A career that blends high-tech and entrepreneurship is natural for Gilbert, a fourth-generation entrepreneur with a knack for realizing technology's potential. After graduating from Kellogg, she spent six months at Coopers & Lybrand in New York before returning to her native New England for a job at Tucker Anthony, a Boston brokerage firm involved in venture capital funding. In 1994, she struck out on her own, and started InterLog, a company that created CD-Rom-based interactive apparel catalogs that would eventually migrate to the Web.

"I was convinced that Kellogg had taught me how to write the world's best business plan and within six months I'd be making more money than I ever had before and be fully funded," Gilbert laughs.

She has since learned that success can arrive more gradually, and require continuous dedication -- along with all those b-school skills. InterLog never made it to first-round funding, so Gilbert ended up bootstrapping the company on her own. Today, that company, reinvented as Silverweave, counts among its clients industry leaders such as Lucent Technologies and Houghton Mifflin.

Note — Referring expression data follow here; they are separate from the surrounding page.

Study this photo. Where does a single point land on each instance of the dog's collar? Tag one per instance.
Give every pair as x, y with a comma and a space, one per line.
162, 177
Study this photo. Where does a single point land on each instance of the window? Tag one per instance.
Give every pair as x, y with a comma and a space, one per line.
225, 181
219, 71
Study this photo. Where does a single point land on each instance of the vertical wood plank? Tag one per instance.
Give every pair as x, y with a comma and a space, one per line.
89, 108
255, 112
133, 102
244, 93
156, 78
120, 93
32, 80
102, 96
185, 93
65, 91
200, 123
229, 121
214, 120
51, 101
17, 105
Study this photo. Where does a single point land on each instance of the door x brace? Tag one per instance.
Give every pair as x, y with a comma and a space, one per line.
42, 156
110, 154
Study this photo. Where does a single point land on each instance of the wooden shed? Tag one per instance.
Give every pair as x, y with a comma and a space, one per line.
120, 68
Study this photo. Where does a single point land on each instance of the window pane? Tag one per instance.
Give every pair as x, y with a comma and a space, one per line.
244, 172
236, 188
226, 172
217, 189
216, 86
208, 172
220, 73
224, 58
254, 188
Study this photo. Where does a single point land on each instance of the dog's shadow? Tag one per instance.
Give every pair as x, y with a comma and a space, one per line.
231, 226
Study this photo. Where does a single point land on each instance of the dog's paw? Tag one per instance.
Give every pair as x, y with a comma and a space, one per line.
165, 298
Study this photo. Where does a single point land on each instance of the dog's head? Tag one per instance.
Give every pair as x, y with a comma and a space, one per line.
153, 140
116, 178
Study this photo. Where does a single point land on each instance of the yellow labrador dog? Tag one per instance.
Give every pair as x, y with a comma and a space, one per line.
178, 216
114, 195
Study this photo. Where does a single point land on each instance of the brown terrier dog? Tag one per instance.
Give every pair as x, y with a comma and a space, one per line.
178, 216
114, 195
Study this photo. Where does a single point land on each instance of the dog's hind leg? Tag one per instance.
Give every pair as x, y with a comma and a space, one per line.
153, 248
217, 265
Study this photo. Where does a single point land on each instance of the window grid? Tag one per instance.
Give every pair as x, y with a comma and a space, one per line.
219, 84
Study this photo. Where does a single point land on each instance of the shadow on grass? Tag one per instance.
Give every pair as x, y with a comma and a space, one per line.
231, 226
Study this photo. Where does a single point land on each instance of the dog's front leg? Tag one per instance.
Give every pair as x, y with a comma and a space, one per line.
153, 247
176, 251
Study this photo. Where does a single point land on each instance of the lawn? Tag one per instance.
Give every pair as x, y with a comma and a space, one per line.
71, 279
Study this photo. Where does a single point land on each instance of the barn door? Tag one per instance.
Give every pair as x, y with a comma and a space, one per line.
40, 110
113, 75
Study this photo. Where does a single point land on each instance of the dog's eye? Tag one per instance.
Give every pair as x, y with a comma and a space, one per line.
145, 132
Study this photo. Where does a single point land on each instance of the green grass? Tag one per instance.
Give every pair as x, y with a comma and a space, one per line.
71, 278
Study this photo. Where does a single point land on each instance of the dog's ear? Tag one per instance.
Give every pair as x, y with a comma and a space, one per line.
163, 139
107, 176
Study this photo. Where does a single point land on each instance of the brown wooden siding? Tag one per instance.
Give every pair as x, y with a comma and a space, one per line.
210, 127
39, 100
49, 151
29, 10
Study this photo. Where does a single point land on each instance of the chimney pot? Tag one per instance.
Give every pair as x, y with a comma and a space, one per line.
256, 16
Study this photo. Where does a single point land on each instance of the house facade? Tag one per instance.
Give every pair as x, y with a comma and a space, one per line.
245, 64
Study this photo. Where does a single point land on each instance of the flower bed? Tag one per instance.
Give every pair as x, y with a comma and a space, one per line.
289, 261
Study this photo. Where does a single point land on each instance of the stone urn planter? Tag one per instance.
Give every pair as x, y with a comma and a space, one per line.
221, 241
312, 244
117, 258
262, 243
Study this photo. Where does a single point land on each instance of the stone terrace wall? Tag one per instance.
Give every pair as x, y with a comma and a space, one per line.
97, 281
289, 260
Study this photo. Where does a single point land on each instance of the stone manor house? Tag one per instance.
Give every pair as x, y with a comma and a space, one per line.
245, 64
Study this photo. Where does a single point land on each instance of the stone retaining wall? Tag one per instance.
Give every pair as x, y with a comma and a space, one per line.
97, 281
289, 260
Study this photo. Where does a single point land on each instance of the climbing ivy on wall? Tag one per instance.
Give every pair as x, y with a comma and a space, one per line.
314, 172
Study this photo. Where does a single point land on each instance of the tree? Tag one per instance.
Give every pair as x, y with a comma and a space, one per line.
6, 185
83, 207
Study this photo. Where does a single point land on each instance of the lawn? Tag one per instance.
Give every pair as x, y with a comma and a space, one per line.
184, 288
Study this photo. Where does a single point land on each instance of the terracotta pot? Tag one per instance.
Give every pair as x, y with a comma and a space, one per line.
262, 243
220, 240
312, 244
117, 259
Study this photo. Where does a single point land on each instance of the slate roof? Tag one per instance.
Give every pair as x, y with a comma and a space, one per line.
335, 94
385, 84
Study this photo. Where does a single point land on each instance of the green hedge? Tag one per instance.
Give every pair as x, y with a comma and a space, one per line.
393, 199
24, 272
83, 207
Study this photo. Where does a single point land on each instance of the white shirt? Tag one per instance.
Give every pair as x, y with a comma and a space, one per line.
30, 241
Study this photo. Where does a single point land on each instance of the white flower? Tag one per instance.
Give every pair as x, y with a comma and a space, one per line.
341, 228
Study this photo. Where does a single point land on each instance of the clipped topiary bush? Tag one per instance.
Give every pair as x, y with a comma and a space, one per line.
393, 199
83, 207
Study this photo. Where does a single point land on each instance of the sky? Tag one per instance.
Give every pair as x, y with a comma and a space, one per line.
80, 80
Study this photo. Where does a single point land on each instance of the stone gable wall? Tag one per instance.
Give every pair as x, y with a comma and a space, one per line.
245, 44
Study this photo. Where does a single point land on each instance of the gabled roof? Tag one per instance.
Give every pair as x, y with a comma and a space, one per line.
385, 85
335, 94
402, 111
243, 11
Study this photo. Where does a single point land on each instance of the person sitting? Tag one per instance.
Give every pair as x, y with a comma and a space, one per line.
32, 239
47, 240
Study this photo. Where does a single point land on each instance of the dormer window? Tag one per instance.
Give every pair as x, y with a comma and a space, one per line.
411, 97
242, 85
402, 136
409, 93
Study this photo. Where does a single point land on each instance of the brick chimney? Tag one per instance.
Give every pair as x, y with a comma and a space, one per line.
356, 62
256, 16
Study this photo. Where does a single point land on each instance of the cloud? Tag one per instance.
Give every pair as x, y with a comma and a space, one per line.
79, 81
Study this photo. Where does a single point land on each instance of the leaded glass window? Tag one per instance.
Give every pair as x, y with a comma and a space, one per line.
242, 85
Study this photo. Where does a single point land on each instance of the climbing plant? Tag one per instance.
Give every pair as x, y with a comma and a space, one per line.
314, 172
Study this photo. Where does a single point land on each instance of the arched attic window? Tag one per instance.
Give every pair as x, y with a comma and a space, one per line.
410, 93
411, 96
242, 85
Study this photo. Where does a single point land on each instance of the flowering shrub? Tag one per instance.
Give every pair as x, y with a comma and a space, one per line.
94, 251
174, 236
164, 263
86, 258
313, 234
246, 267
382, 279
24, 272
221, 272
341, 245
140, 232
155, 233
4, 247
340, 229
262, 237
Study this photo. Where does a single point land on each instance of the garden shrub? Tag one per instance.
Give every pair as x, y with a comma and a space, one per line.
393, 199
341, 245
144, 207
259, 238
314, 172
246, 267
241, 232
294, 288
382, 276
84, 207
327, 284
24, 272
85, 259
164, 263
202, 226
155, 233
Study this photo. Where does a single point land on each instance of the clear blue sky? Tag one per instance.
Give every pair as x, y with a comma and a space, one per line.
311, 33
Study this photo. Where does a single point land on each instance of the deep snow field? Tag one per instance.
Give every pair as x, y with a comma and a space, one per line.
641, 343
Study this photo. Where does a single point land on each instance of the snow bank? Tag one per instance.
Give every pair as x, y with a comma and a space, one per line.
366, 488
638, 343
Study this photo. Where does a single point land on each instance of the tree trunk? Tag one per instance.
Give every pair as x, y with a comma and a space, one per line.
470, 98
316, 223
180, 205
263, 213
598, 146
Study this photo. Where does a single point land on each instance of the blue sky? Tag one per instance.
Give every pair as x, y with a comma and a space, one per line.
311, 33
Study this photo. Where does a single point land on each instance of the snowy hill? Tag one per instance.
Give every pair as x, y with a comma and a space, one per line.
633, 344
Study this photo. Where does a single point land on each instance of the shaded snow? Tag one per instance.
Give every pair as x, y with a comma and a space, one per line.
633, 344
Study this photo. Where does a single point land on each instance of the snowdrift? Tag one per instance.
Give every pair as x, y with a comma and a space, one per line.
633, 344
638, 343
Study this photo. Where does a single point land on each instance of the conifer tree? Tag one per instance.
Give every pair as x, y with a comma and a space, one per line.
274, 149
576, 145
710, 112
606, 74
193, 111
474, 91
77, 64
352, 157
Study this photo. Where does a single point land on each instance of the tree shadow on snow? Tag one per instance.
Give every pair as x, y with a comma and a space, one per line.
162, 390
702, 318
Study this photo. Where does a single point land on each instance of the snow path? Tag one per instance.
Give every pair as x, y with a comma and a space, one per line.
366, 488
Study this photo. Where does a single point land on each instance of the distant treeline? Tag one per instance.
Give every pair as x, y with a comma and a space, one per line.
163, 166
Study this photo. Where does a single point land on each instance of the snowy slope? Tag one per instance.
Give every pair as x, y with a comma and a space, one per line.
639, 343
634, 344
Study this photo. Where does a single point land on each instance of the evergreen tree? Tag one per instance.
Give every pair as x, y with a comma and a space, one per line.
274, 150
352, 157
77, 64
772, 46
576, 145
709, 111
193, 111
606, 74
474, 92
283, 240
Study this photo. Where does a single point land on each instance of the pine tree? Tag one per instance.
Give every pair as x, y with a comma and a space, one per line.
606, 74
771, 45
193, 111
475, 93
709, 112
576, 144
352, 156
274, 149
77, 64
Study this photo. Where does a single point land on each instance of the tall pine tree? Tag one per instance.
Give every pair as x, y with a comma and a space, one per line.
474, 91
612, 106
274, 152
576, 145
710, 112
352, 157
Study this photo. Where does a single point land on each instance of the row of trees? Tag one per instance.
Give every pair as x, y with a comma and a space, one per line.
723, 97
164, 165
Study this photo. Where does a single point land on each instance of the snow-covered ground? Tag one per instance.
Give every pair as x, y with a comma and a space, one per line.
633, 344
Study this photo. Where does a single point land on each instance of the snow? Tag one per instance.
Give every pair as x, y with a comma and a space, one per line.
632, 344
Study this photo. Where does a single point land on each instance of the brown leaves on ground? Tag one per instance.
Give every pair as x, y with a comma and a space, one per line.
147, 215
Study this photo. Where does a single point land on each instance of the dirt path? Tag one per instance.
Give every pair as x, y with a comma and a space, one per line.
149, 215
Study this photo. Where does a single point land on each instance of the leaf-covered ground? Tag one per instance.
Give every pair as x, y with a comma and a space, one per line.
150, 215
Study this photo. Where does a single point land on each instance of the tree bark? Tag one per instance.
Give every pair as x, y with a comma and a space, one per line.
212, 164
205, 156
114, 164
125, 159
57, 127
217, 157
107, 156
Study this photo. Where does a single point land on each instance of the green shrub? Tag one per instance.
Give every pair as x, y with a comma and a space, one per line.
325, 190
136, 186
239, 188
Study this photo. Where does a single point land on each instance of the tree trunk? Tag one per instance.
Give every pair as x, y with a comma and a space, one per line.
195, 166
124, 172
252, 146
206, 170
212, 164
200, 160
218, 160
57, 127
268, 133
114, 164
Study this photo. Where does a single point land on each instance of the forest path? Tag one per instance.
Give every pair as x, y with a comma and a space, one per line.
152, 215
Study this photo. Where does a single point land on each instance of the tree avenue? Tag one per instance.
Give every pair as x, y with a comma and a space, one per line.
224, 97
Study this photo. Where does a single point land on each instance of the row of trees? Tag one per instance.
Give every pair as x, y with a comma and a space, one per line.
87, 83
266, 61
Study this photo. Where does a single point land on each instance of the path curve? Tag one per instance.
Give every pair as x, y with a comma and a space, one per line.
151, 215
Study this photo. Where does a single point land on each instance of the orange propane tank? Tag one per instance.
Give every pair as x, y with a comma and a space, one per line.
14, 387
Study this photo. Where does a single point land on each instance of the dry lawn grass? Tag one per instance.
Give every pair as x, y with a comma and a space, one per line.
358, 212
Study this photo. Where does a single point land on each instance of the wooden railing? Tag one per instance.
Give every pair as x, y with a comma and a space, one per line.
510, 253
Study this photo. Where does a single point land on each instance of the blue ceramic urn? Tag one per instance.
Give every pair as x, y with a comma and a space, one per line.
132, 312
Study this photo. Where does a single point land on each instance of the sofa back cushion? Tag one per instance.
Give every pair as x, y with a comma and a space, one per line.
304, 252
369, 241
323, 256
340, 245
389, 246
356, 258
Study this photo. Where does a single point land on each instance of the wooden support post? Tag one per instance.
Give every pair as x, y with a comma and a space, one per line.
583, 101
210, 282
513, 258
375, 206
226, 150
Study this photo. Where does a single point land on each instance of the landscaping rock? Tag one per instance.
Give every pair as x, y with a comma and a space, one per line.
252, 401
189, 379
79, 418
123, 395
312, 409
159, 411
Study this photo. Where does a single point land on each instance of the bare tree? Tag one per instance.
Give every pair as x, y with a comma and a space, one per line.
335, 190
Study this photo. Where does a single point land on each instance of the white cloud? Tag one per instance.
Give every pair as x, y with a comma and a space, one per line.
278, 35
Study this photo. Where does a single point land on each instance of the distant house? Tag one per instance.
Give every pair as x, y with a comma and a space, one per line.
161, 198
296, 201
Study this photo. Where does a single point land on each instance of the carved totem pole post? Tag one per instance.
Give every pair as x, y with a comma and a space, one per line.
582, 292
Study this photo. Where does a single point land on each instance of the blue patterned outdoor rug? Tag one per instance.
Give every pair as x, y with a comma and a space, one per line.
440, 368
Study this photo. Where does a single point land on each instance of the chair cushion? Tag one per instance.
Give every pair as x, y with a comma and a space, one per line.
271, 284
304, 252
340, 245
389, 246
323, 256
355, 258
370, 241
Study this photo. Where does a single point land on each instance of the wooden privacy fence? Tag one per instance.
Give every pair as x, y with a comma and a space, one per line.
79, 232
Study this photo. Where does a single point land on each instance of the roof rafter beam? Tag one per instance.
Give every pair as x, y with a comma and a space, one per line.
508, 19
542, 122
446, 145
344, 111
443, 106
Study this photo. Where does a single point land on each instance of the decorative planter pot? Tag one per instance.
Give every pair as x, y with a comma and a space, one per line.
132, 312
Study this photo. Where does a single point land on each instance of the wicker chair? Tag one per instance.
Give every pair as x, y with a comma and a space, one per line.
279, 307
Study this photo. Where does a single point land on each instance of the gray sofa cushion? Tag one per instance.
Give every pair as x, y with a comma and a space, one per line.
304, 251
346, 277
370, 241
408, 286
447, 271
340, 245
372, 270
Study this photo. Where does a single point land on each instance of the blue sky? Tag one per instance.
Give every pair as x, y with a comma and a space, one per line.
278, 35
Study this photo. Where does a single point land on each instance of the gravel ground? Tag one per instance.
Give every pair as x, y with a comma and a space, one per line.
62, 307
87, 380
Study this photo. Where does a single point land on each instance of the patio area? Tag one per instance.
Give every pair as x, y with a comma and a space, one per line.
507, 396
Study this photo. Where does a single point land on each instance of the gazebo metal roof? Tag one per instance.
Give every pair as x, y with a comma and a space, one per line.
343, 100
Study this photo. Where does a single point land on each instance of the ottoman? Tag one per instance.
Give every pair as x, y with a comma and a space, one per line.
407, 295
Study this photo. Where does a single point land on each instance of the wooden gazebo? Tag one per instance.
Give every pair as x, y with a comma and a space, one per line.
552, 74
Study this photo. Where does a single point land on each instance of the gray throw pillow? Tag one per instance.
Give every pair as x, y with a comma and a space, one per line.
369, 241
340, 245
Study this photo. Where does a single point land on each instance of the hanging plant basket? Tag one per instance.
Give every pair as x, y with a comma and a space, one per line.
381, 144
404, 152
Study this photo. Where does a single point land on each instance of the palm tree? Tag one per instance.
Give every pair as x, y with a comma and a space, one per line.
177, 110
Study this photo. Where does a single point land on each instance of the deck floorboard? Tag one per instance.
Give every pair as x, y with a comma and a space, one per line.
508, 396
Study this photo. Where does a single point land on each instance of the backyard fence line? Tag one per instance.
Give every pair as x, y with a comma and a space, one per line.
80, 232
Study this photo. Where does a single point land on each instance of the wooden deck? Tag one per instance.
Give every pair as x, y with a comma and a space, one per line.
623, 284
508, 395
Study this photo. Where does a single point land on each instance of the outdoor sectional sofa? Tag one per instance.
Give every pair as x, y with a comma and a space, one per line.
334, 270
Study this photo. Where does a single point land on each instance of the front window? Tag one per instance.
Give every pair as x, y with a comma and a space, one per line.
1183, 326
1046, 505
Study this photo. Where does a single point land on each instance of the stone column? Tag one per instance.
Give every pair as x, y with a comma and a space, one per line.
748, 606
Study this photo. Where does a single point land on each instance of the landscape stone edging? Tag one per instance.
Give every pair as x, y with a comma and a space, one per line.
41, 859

In addition to consulting and writing, Gilbert teaches courses in project management and marketing at Marlboro College in Brattleboro, Vt. She is also working with Bay State College in Boston to develop the first Internet project management certificate program in the country. Courses will teach communication and project management skills to help students bridge the gaps between technologists, designers and management.

"With the flatter organizations that are out there now," she says, "there's a real need to have people who can understand not only marketing but also operations and technology."

Gilbert is also active in The Cyber District, an organization she founded along with other Boston-based tech firms to foster networking and idea-sharing among New England-based tech companies, as well as community outreach in the form of career counseling at local high schools. Gilbert believes that by the time those kids are ready to join the workforce, they'll find a robust Internet economy.

"This recent shakeout was a good thing," she insists. "There still have to be adjustments and changes in course. But we'll see the strong and the sustainable survive.

"The last seven years have been an incredible ride, and I can't wait for the next seven years," Gilbert says. "We have so far to go. This is just the tip of the iceberg."